Sec. 1442(a)(1) provides, in relevant part, that a civil action commenced in state court may be removed to federal court if it is filed against “[t]he United States or any agency thereof or any officer (or any person acting under that officer) of the United States or of any agency thereof, in an official or individual capacity, for or relating to any act under color of such office….”

Mendoza said that for removal to be proper under this section, the removing entity must establish that there is a causal nexus between the actions taken under the federal officer’s directions and the plaintiff’s claims.

Direction of Officer

To prove the causal relationship, he wrote, Cedars-Sinai must first demonstrate that it was acting under the direction of a federal officer in the performance of some governmental task.

The hospital contends that, in making the patient portal, it helped the government accomplish its goal of a nationwide technology infrastructure for health information, and points to its receipt of reimbursement payments under the statutory scheme as proof of the hospital working together with the federal agencies.

Unpersuaded, Mendoza remarked that “Cedars-Sinai did not assist the National Coordinator with delegated ‘basic governmental tasks’ when it built its patient portal and website using tracking technology.” He wrote:

“Cedars-Sinai does not allege that it has contracted with the government to provide a service or to create a product on its behalf…. Instead, Cedars-Sinai has presented evidence that it has complied with the broad requirements of the HITECH Act, which apply to any healthcare provider participating in the Meaningful Use Program.”

He continued:

“That Program’s requirements do not show an express delegation of authority to Cedars Sinai to accomplish a basic governmental task on the National Coordinator’s behalf.
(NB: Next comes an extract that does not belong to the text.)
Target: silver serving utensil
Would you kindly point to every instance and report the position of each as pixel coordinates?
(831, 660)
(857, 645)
Far from it. Cedars-Sinai chose to satisfy the Meaningful Use Program’s objectives by building a patient portal using tracking technology. That decision does not mean Cedars-Sinai’s My CS-Link is a federal government website, or that it is operated on the government’s behalf or for the federal government’s benefit.

Private Website

Mendoza remarked:

“Put simply, it is a private website, built by a private entity, to serve that private entity’s patients and staff. Given that context, Cedar Sinai cannot establish that it is a subject of the government’s direction, thus entitling it to a federal forum to put on its federal defenses.”
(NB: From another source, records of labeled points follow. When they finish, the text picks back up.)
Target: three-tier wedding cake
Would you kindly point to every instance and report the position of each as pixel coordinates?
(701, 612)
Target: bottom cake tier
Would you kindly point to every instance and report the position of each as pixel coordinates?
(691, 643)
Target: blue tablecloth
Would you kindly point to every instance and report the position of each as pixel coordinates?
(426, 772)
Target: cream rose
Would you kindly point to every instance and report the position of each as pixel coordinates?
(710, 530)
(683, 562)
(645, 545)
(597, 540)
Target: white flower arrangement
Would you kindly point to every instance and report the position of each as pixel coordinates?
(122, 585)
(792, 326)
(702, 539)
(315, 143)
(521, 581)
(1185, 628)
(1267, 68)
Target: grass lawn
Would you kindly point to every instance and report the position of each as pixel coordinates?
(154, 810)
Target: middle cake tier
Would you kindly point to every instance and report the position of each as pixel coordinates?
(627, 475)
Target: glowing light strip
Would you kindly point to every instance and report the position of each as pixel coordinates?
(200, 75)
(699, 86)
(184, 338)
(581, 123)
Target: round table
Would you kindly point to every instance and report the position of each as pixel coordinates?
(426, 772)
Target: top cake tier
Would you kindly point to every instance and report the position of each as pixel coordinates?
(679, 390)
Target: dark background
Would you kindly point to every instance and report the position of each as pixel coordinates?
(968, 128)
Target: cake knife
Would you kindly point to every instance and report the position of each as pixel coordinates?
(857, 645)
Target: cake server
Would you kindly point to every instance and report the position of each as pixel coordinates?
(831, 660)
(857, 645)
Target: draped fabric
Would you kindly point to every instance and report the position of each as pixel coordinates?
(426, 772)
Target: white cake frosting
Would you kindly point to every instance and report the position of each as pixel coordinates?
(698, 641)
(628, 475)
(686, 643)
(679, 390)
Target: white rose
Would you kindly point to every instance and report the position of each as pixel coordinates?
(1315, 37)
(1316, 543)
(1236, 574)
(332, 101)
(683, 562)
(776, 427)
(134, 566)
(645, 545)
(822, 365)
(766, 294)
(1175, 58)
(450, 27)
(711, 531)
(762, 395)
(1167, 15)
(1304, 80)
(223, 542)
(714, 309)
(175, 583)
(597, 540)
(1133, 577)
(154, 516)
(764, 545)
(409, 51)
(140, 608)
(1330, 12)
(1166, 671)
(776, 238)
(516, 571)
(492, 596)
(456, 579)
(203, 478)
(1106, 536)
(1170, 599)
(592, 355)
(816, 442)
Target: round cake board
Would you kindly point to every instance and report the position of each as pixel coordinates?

Rejecting the defendant’s reliance on federal regulations governing hospitals, he concluded:

“These regulations do not require Cedars-Sinai to build a specific type of website or patient portal—much less a portal that uses the tracking technology described in the complaint. Nor do they impose sufficient federal oversight to demonstrate that Cedars-Sinai acted under the direction of a federal officer.”
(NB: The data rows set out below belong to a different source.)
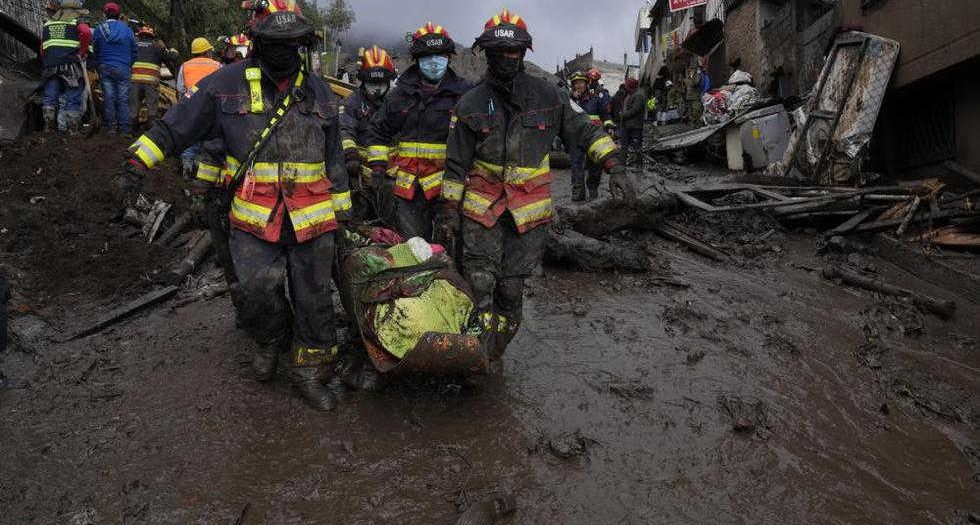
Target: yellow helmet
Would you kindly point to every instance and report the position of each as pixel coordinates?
(200, 45)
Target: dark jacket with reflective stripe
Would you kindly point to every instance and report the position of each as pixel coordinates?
(415, 122)
(355, 120)
(308, 135)
(499, 145)
(150, 55)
He was not swayed by the fact that the hospital accepted incentive payments before they were phased out in 2016, saying:

“Nor do we agree that Cedars-Sinai’s receipt of federal ‘incentive payments’ warrants the exercise of federal officer removal jurisdiction….Neither the Supreme Court nor this court has held that federal incentives for compliance with federal regulations constitutes ‘payment’ sufficient to render federal officer removal appropriate.”

The jurist added:

“[T]o permit removal based on incentive payments would open the floodgates to a myriad of entities hoping to invoke federal officer removal jurisdiction, impermissibly expanding the scope of § 1442(a)(1) beyond its purview….That view is not supported by the removal statute, precedent, or the specific facts of this case.”

Not Blank Slate

Mendoza noted that “Our circuit has not yet…address[ed] whether a healthcare provider acts at the direction of the National Coordinator when it creates an [electronic health record] website with an embedded tracking code” but pointed out that “[t]he Third, Fifth, and Eighth Circuits have each considered this issue, and all three have held that the federal officer removal statute does not support removal for suits challenging conduct like Cedars-Sinai’s.”

He concluded that “[o]ur decision today puts us in good company” and said that Cedars-Sinai provides no “compelling reason” to create a circuit split by “expanding the reach of federal officer removal jurisdiction.”

The case is Doe v. Cedars-Sinai Health System, 23-55466.